Re: [PATCH] LoongArch: Add qspinlock support

Arnd Bergmann <arnd@xxxxxxxx> · Fri, 17 Jun 2022 18:10:51 +0200

On Fri, Jun 17, 2022 at 4:57 PM Huacai Chen <chenhuacai@xxxxxxxxxxx> wrote:
>
> On NUMA system, the performance of qspinlock is better than generic
> spinlock. Below is the UnixBench test results on a 8 nodes (4 cores
> per node, 32 cores in total) machine.
>

The performance increase is nice, but this is only half the story we need here.

I think the more important bit is how you can guarantee that the xchg16()
implementation is correct and always allows forward progress.

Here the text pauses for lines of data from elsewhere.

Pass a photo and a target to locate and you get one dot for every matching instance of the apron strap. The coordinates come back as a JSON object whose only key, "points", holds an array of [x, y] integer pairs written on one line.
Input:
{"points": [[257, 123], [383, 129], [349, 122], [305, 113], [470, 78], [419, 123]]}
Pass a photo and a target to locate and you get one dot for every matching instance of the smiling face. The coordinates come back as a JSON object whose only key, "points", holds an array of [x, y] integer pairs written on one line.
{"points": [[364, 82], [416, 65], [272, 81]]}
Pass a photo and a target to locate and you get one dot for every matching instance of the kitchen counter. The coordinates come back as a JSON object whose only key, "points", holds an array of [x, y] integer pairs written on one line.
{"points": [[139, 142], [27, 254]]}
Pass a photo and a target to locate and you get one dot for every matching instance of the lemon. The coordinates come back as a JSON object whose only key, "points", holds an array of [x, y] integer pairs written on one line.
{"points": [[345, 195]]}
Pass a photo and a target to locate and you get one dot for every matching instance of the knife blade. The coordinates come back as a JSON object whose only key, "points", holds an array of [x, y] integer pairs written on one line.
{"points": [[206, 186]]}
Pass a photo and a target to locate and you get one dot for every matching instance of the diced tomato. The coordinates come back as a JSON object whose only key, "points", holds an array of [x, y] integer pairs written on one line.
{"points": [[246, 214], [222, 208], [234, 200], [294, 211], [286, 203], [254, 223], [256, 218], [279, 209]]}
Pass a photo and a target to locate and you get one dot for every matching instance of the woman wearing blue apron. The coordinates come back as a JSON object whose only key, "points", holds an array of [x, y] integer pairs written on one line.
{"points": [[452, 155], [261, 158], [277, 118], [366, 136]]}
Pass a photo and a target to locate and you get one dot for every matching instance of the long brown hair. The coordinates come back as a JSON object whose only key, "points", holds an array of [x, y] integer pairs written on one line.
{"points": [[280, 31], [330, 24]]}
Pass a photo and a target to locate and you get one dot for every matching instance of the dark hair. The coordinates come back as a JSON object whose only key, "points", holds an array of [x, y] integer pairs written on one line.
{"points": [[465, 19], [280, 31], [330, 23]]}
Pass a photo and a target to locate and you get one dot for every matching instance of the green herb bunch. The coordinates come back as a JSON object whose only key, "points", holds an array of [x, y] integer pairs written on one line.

>@@ -123,6 +123,10 @@ static inline unsigned long __percpu_xchg(void *ptr, unsigned long val,
>                                                int size)
> {
>        switch (size) {
>+       case 1:
>+       case 2:
>+               return __xchg_small((volatile void *)ptr, val, size);
>+

Do you actually need the size 1 as well?

Generally speaking, I would like to rework the xchg()/cmpxchg() logic
to only cover the 32-bit and word-sized (possibly 64-bit) case, while
having separate optional 8-bit and 16-bit functions. I had a patch for
this in the past, and can try to dig that out, this may be the time to
finally do that.

I see that the qspinlock() code actually calls a 'relaxed' version of xchg16(),
but you only implement the one with the full barrier. Is it possible to
directly provide a relaxed version that has something less than the
__WEAK_LLSC_MB?

       Arnd